EE Systems Seminar
ABSTRACT Modern machine learning algorithms are often trained in the overparameterized regime where the number of parameters in the model exceeds the size of the training dataset. Despite overparameterization, these algorithms surprisingly avoid overfitting to the training data. In this talk I will present theoretical results demystifying this success by focusing on two class of problems.
In the first class of problems we avoid overfitting by using a model prior, such as sparsity, to narrow down the search space of the algorithm by using a proper regularization. For these problems, we introduce a general framework to quantify the benefit of prior knowledge in terms of problem geometry. This leads to a remarkably accurate characterization of the algorithmic behavior including estimation error, rate of convergence, and sample complexity.
The second class of problems typically arise in deep learning and require no explicit regularization during training. While neural networks have the capacity to overfit any dataset including noise, somewhat paradoxically, they continue to predict well on unseen test data. Towards explaining this phenomena, we show that, neural networks trained by the gradient descent algorithm (1) are provably robust to noise/corruption on a constant fraction of the labels and (2) provably generalize to test data despite overparametrization.
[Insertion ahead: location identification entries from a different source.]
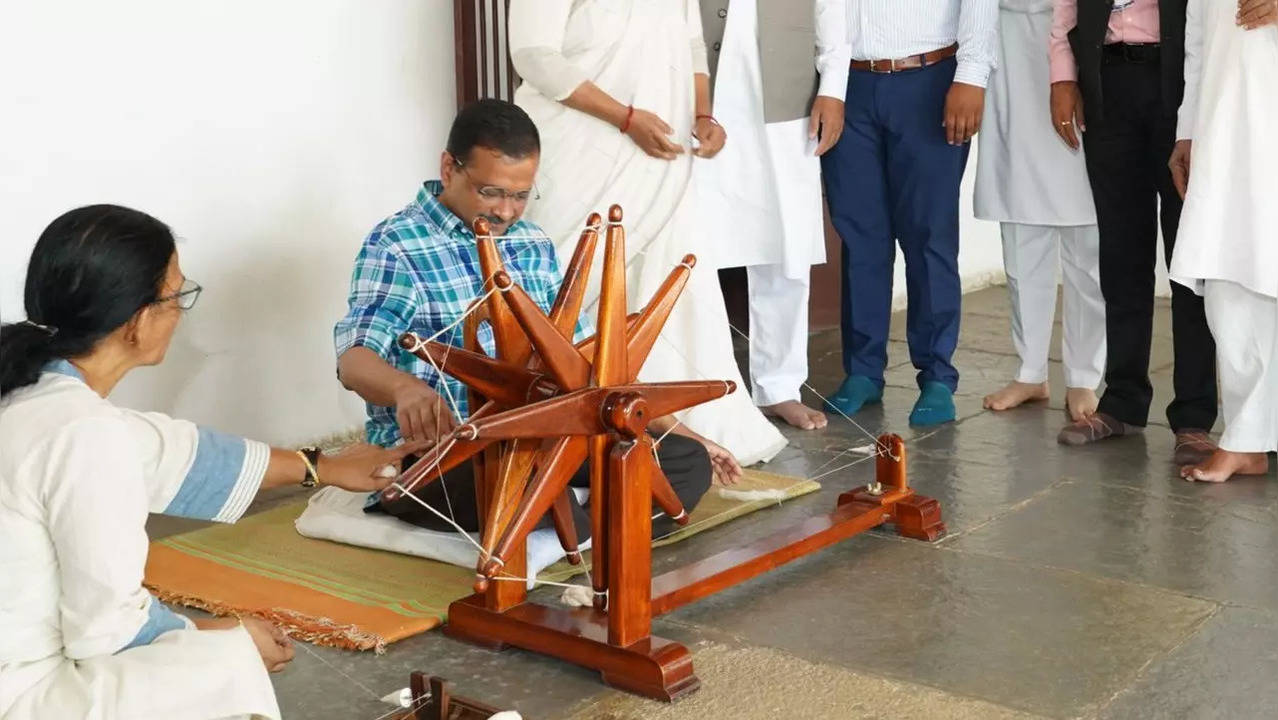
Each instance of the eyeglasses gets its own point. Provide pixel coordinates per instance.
(493, 193)
(185, 296)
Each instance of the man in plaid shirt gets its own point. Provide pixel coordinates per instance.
(418, 270)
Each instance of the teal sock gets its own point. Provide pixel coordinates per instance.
(936, 404)
(853, 394)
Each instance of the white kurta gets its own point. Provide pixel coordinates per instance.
(638, 51)
(763, 188)
(1228, 228)
(1245, 326)
(79, 636)
(1025, 173)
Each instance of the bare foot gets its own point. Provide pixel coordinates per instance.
(1224, 464)
(1080, 403)
(798, 414)
(1016, 394)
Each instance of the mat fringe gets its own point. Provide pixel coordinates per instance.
(306, 628)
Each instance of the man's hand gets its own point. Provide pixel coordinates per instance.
(652, 134)
(723, 464)
(712, 136)
(827, 123)
(965, 104)
(422, 413)
(272, 645)
(1180, 165)
(1067, 111)
(366, 468)
(1256, 13)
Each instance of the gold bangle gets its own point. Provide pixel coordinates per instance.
(311, 467)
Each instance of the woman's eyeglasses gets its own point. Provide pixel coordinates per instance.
(185, 296)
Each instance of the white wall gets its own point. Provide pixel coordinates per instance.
(270, 134)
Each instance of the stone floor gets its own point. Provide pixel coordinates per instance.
(1072, 583)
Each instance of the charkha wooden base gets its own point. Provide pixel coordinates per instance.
(652, 666)
(662, 669)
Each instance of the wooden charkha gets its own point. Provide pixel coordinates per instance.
(432, 700)
(546, 406)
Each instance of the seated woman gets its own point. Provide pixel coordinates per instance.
(79, 636)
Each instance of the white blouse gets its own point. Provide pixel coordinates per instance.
(77, 480)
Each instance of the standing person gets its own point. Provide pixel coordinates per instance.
(418, 270)
(1117, 76)
(778, 70)
(1035, 187)
(619, 90)
(1227, 251)
(915, 99)
(79, 634)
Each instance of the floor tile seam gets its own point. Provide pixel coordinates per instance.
(1144, 669)
(1015, 508)
(1270, 509)
(1100, 578)
(858, 668)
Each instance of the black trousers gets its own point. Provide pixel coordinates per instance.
(684, 461)
(1126, 155)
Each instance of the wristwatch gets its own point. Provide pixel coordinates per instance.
(311, 457)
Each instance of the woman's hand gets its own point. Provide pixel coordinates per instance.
(366, 468)
(1180, 165)
(1067, 111)
(652, 134)
(1256, 13)
(272, 645)
(712, 136)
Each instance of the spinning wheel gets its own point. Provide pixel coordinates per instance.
(546, 406)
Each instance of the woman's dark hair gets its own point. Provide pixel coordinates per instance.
(493, 123)
(92, 269)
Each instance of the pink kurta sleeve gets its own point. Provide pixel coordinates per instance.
(1065, 17)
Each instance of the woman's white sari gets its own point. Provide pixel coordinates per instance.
(642, 53)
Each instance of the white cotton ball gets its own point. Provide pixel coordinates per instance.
(399, 698)
(578, 596)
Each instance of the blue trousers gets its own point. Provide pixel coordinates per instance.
(893, 178)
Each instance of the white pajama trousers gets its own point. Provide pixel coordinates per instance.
(778, 334)
(1245, 326)
(1030, 256)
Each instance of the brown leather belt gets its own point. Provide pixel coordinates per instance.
(911, 63)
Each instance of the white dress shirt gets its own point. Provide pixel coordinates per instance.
(891, 30)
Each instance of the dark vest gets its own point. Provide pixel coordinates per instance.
(1088, 40)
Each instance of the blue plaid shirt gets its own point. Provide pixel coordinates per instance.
(418, 270)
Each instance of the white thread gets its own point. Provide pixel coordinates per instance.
(335, 669)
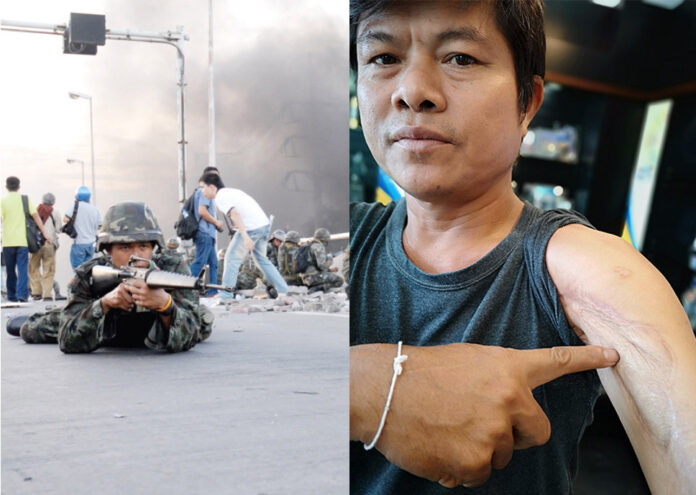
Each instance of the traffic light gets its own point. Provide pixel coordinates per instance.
(84, 33)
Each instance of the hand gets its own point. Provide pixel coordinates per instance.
(146, 297)
(458, 410)
(248, 243)
(120, 298)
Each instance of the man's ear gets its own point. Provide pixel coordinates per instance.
(534, 104)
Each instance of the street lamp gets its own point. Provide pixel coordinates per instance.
(75, 96)
(75, 160)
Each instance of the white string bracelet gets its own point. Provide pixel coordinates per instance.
(397, 371)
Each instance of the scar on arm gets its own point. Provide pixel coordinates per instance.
(645, 370)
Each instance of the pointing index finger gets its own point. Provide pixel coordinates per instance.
(545, 365)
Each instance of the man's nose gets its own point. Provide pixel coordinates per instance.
(420, 88)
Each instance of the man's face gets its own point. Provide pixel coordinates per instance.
(121, 253)
(208, 190)
(438, 98)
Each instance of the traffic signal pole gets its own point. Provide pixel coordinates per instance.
(173, 38)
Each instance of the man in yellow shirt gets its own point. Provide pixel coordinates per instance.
(14, 240)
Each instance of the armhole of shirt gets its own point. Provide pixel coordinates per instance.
(535, 242)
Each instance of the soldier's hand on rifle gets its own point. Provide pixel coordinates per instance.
(120, 298)
(146, 297)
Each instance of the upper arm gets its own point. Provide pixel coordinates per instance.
(614, 297)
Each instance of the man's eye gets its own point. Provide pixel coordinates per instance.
(384, 59)
(462, 59)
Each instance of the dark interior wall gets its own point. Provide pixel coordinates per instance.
(638, 46)
(672, 223)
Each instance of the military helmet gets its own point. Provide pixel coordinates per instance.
(82, 193)
(278, 234)
(322, 235)
(292, 236)
(173, 243)
(129, 222)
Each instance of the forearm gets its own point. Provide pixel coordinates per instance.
(619, 300)
(652, 391)
(370, 372)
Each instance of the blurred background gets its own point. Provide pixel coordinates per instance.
(280, 85)
(615, 139)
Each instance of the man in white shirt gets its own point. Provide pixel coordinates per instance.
(253, 228)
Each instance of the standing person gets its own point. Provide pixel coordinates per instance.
(478, 285)
(252, 231)
(204, 209)
(87, 222)
(42, 265)
(14, 240)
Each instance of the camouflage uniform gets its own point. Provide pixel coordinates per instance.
(286, 254)
(81, 326)
(272, 253)
(317, 272)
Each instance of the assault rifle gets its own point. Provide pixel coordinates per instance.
(105, 278)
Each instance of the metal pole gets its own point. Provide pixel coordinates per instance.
(174, 38)
(91, 139)
(180, 105)
(212, 158)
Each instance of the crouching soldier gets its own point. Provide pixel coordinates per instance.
(132, 314)
(314, 264)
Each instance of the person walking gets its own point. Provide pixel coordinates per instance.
(42, 265)
(15, 249)
(86, 222)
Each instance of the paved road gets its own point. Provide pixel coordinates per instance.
(259, 408)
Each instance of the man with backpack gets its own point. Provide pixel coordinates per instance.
(204, 238)
(81, 223)
(42, 265)
(314, 266)
(14, 240)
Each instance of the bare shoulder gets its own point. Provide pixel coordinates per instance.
(601, 274)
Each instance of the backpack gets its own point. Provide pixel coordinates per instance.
(301, 258)
(69, 227)
(187, 224)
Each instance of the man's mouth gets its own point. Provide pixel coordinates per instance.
(419, 139)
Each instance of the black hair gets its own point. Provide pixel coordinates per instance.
(212, 178)
(12, 183)
(521, 23)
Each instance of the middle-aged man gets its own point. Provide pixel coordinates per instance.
(253, 227)
(86, 221)
(42, 265)
(14, 240)
(446, 91)
(132, 314)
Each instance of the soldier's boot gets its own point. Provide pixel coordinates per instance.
(35, 335)
(207, 319)
(315, 288)
(15, 323)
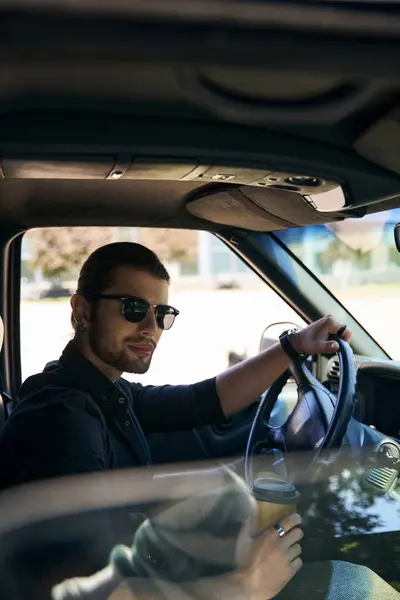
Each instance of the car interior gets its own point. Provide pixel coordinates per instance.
(244, 124)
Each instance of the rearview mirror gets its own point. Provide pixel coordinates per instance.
(271, 333)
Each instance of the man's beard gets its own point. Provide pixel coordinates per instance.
(118, 359)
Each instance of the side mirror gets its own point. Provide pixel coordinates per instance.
(271, 333)
(397, 236)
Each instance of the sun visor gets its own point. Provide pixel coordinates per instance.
(255, 209)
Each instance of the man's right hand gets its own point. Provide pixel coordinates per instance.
(274, 561)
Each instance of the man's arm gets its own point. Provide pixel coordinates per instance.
(52, 440)
(240, 385)
(180, 407)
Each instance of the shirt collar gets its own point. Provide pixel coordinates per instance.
(88, 377)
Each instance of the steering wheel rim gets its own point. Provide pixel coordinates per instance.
(314, 402)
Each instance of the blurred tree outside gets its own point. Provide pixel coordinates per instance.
(60, 251)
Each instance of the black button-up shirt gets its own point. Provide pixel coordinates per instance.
(72, 419)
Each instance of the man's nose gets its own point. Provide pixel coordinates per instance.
(149, 324)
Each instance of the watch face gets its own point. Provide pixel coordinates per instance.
(292, 331)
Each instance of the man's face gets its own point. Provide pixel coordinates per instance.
(118, 345)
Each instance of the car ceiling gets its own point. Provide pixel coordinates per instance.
(124, 114)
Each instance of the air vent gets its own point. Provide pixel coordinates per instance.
(380, 479)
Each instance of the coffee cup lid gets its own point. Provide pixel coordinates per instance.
(275, 490)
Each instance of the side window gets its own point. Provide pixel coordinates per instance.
(224, 307)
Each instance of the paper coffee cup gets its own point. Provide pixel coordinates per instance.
(276, 498)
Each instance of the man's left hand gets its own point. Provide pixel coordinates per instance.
(314, 339)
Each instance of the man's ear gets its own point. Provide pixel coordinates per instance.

BIO Samet Oymak is an assistant professor in the Department of Electrical and Computer Engineering, at the University of California, Riverside. He received his MS and PhD degrees from California Institute of Technology; where he was awarded the Wilts Prize for the best thesis in Electrical Engineering. Before joining UCR, he spent time at Google and financial industry, and prior to that he was a fellow at the Simons Institute and a postdoctoral scholar at UC Berkeley. His research explores the mathematical foundations of data science and machine learning by using tools from optimization and statistics. His active research topics include non-convex optimization, reinforcement learning, deep learning theory, and high-dimensional statistics.